Earlier this year, Whistler’s longest-running newspaper, the Whistler Question, celebrated their 40th anniversary. The Whistler Museum wanted to celebrate in style, so what better present could we give than digitizing nearly 35,000 photographs from the Question’s archival collection and making them available online to the public?
Our archives recently received generous funding from UBC’s Irving K. Barber Learning Centre to digitize The Question’s negatives. The project will aim to preserve and share snapshots taken for every week’s newspaper spanning from 1978-1985. These stunning black and white 35mm negatives chronicle such poignant events in Whistler’s history — Village construction, the opening of Blackcomb, 1982 Alpine Skiing World Cup, to name a few.
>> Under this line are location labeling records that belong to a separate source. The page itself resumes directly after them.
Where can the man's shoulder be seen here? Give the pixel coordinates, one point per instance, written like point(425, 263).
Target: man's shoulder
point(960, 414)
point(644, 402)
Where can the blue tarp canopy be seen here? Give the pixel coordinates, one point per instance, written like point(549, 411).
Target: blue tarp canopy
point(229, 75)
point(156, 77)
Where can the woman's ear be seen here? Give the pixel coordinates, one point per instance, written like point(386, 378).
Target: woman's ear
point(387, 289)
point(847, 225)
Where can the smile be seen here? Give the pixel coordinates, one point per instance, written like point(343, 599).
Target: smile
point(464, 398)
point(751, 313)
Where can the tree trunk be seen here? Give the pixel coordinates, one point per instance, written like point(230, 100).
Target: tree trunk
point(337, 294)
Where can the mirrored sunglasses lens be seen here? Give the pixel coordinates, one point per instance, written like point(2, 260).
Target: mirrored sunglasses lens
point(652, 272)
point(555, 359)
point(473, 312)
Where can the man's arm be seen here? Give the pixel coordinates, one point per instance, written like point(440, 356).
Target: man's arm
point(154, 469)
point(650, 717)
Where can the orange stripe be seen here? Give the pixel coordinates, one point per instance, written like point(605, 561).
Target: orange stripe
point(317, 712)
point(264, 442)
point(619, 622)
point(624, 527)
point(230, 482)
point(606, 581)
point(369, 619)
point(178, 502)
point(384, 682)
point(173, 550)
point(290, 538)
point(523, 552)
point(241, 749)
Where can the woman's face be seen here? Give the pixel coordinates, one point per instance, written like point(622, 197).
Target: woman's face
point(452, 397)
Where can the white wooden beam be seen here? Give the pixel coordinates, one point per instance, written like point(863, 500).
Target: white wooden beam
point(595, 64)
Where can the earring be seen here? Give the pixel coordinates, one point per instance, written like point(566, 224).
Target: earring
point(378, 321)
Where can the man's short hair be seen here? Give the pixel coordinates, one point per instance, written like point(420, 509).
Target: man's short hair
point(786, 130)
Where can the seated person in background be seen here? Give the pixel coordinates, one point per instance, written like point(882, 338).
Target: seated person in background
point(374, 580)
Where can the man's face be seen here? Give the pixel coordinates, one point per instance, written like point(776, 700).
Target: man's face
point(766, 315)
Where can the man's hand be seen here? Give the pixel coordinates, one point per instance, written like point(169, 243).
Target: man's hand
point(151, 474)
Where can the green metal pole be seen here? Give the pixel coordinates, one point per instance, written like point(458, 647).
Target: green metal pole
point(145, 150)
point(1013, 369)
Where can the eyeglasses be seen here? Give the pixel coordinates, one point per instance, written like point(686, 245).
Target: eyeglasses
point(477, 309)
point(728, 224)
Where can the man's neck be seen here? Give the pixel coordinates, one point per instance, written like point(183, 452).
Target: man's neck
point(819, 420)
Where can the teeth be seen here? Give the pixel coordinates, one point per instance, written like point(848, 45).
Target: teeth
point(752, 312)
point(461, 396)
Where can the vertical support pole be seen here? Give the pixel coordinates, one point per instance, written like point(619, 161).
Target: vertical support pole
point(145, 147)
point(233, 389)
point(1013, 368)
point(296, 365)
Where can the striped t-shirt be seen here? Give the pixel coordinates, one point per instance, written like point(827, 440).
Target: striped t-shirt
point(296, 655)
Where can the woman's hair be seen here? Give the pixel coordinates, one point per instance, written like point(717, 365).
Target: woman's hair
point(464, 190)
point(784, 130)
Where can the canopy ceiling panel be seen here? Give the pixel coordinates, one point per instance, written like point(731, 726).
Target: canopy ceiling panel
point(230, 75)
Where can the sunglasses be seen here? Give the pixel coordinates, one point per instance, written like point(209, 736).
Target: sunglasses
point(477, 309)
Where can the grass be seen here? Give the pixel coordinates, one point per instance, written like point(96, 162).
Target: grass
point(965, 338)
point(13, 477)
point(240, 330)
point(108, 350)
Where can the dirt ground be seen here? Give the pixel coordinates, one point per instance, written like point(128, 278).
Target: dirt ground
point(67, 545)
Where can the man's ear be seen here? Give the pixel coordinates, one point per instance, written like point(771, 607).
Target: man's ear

We felt this collection would not only be of the most use to the community, but also the most fun to explore in its entirety online.
When the collection’s digitization is complete, anyone with an Internet connection will be able to explore this town’s sporting events, parades, Village construction projects, road collisions, festivals and portraits of locals from the years 1978-1985. Corresponding captions that originally accompanied the photos in each week’s published newspapers will tell the story of Whistler’s transitional years and the day-to-day lives of the people who lived here at the time, all on one snazzy website.
The Question’s negatives were donated to our institution in 1991. When archival documents are donated to the museum, they go through quite the process before we are able to share them with the public. The entire collection must be labelled with an accession number, put into preserver sleeves safe for photographs, and then entered into our online database with full descriptions. It is at this point we are able to make high-quality scans of the photographs.
Once the collection is scanned, we will upload it to our Smugmug photo-hosting website, so that the public can explore and even purchase the photos for personal or commercial use. The Whistler Question collection will join several collections of already digitized material, including the Whistler Mountain collection, the Myrtle Philip collection, the George Benjamin collection, among several others already hosted on this website.
We have finally begun scanning, slowly bringing Whistler’s history into the digital world. The project is slated to take roughly six months, at the end of which we hope to present to you the massive Question collection in all its glory, online.